Consider a contrived example using a JSON object such as this, where I want to extract the related id, firstname, and lastname fields for each of many array objects into shell variables for further (non-JSON) processing.
{
"customers": [
{
"id": 1234,
"firstname": "John",
"lastname": "Smith",
"other": "fields",
"are": "present",
"here": "etc."
},
{
"id": 2468,
"firstname": "Janet",
"lastname": "Green",
"other": "values",
"are": "probably",
"here": "maybe"
}
]
}
For simple data I can use this,
jq -r '.customers[] | (.id + " " + .firstname + " " + .lastname)' <data.json |
while IFS=' ' read id firstname lastname
do
# More processing, but omitted for the example
printf '%s -- %s -- %s\n' "$id" "$firstname" "$lastname"
done
Output
1234 -- John -- Smith
2468 -- Janet -- Green
but of course this will fail with double-barrelled firstname values such as Anne Marie. Changing the separator to another character such as # feels more like a fudge than a solution but could be acceptable.
For more complex situations I might pick out the list of id values and then trade speed for accuracy by going back to extract the corresponding firstname and lastname elements. Something like this:
jq -r '.customers[].id' <data.json |
while IFS= read id
do
block=$(jq -r --arg id "$id" '.customers[] | select(.id == $id)' <data.json);
firstname=$(jq -r '.firstname' <<<"$block")
lastname=$(jq -r '.lastname' <<<"$block")

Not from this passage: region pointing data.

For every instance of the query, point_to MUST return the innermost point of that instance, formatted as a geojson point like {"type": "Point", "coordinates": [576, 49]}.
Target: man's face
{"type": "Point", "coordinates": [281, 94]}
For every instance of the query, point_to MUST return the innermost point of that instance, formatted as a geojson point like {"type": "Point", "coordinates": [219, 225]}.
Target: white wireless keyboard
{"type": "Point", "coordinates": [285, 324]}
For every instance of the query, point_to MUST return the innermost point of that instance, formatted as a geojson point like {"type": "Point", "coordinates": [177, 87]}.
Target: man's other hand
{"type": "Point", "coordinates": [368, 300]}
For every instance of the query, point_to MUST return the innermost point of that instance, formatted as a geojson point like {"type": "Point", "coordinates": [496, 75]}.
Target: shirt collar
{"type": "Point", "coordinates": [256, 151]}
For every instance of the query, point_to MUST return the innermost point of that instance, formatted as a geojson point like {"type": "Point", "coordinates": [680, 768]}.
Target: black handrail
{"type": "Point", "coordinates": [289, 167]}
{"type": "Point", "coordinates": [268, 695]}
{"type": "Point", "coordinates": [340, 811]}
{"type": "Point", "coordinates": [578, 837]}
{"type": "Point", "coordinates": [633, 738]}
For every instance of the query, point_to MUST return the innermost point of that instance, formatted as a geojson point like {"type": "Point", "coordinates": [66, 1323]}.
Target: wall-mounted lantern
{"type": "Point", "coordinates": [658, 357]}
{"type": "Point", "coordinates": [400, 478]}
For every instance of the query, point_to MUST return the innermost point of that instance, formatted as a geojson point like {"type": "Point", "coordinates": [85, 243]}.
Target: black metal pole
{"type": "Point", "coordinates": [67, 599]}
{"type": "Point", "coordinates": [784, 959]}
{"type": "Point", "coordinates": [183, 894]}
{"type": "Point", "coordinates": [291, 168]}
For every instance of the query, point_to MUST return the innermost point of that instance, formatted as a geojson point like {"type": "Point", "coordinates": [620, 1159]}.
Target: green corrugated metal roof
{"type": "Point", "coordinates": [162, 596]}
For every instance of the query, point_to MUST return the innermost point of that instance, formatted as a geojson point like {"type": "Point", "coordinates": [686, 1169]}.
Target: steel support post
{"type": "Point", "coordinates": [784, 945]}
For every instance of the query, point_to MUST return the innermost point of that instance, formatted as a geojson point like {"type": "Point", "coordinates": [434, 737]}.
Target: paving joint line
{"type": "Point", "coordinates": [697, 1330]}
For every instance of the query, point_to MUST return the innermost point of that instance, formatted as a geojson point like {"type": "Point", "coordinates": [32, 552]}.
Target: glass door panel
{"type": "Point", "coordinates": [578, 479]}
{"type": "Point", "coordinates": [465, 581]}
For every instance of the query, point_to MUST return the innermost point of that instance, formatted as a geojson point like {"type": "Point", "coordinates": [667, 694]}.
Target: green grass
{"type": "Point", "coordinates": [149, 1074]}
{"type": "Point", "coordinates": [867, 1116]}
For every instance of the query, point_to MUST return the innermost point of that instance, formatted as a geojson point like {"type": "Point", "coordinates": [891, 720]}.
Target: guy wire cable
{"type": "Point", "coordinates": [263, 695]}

# More processing, but omitted for the example
printf '%s -- %s -- %s\n' "$id" "$firstname" "$lastname"
done
Output
1234 -- John -- Smith
2468 -- Janet -- Green
However, neither of these is both correct and efficient. While I'm not going to be running the real code at a high frequency, I'd like to understand if there is a more appropriate way of getting multiple data elements safely and efficiently out of a JSON object structure and into shell variables?